Having played a few dozen more games on the new patches, I like where the game's at.
You adding "better matchmaking" means that the difficulty is way different now.
My stronger teams always end up facing this same team that has an exile squad and a spider as the leader of the pack. So this is actually a soft buff for weak teams because I'm able to complete the game easier with junk squads.
I actually won with a team entirely of zombabies I think.
One issue I found is that it's very possible to end up vs the same team multiple times if nobody exists in the same power bracket. I completed the game with a team that fought 4 battles back to back against the same team.
This'll probably be fixed by more people meeting the right criteria though. Basically when this game has more players.
The most powerful squads are of multiple categories:
People who make lots of cash. Money = power so getting rich means you can buy more upgrades and especially weapons. This is very consistent for getting wins, it just requires you buff up your units with all the extra cash.
Auto upgrading units. They're the same as basically buying a power up, and it happens passively. It's like getting free money and the upgrades are nice. If you survive long enough, you will win. I'd actually suggest lowering the cost of Rocky a bit. He's a bit too expensive to be worth it IMO.
Lucky niche strategies. They're the ones that have the potential to be very powerful, such as summoning decks, but you're at the mercy of RNG. They have a consistency issue.
It would be a huge buff for any of these decks if there were more ways to guarantee you ended up with specific units.
When the stars line up and you're able to do your long summoning combo or get your black knight and wizard setup or any of the other combos, it's golden.
The difference between say, a summoning deck and the above I mentioned is that a summoner needs to upgrade. Your imps and zombies need to be switched out for stronger, better variants. My Scotts, Thieves, and Barries just have to keep grinding and stuff.
Buying more of them enhances what they do but isn't strictly required. You're absolutely worse off if you can't get Zombubbas or Critters because they're so much better than the alternatives.
I think you could fix this by adding more stop-gap variants to the mix. Like if you examine every combo creature in this game, and then you add 1 or 2 extra combo pieces, in the form of an item or creature that could work with them.
With this massive number of synergies, the chances of something working for the player is greatly increased and they'll probably be okay even if they don't get the top tier units.
An example being a class of unit who reacts to receiving health from an ally in battle by doing something positive for that ally. You'd always pick it if you have any unit who gives health. This unit existing buffs all of these units.
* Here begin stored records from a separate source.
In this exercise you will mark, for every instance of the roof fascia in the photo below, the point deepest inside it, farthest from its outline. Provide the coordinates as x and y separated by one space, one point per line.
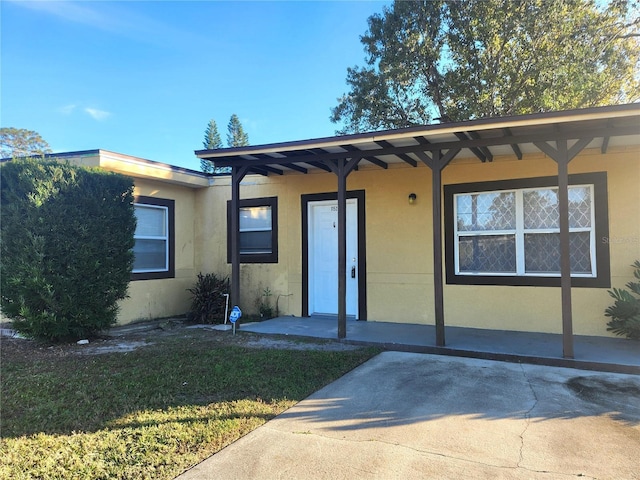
539 119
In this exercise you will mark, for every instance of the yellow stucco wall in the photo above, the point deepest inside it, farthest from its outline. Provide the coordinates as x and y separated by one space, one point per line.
149 299
398 240
399 243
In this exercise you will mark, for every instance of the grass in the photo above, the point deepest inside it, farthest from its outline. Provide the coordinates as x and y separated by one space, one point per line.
150 413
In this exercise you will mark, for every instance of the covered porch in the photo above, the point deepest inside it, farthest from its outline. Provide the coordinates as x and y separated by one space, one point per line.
559 136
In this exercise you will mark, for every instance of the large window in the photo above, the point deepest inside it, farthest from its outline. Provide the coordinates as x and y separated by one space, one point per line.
154 244
258 230
508 233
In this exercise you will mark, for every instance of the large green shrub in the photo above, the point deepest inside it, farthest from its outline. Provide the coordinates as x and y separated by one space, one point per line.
625 312
66 246
208 299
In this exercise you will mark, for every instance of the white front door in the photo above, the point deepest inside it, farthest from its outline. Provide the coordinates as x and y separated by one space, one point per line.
323 257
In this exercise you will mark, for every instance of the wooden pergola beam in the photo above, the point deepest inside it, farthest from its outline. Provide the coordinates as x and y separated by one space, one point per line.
562 155
437 162
470 143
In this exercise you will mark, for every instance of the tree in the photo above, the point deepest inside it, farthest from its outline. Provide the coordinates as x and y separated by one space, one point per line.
211 141
236 137
19 142
66 249
457 61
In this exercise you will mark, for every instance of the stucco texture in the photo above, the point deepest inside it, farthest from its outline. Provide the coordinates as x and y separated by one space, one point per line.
399 243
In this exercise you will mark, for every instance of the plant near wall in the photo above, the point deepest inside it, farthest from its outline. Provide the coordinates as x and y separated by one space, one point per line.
66 247
208 299
263 302
625 312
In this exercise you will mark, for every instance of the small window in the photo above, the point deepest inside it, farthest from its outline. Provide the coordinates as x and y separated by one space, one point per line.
508 233
153 249
258 230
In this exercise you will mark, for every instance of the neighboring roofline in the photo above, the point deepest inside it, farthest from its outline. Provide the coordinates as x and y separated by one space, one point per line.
611 111
118 156
153 163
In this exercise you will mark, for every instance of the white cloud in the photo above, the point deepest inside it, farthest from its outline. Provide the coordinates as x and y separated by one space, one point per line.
97 114
67 109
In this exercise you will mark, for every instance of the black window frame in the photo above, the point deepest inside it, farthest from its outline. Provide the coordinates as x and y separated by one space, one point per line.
272 257
601 231
170 205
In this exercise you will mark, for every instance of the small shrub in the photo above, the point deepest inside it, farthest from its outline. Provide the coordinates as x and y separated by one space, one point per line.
625 312
66 247
208 302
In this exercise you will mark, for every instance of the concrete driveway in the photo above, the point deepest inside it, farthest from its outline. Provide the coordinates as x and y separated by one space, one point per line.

The programming language like nature of how your game is constructed lends itself to this. There's all sorts of effects pets create that another one could react to. All of them could be builds if they have something to combo with.
I suppose the word I'm looking for is consistency. It's possible to assemble the pieces of a nice critter summoning deck, with whatever summoner booster allies you pick, but you'll probably take some losses. The deck is slow to assemble and get going.
Lives also have to be considered.
3 or more lives, I'm not afraid. At 2, I start to get worried. At 1, it's crunch time and it's do or die.
A bad summoning deck early could take losses while putting together their squad. But I guess that's part of the game? You did add the heart rooms to heal people if they need it.
Besides what we talked about, I'd suggest:
-A lending system. If the player could go into debt to enhance their team, they have a hail mary when they're on the back foot. It would offer a means for people who are way behind and about to be eliminated the chance to turn things around.
This could manifest as gaining 10 coins now, and losing 10 coins next round. For some teams, it's debatable if there will be a next round. But it would help.
If you decide to, an extra heart could be bought in the same way. Perhaps it's available for 10 coins. So someone has to spend their round stipend to try and buy a life to keeps themselves in the game.
-Give us access to all 5 slots for party members and 3 slots for items from the beginning. If it was completely open from the start, people would have access to more choices and chances to spawn something that fits their build.
-A loyalty mechanic could also be nice. Perhaps every 3 rounds a pet has been with you, they gain one experience point. It massively buffs anyone who decides to keep the same units around. This would greatly benefit you if you keep the baby units from the start around. It adds an extra level of strategy to consider replacing a unit or letting it grow.
-Lastly, a knowledge base that lets someone view all the monsters and at what rounds they spawn would also be helpful. It evens the playing field and cuts any new player's learning curves. If the info is easy to look up, including a list of the items that spawn, possibly even with the % chances they have to appear, then people can do much better planning.
An veteran player will know what works from experience but someone newer will know what all the options are.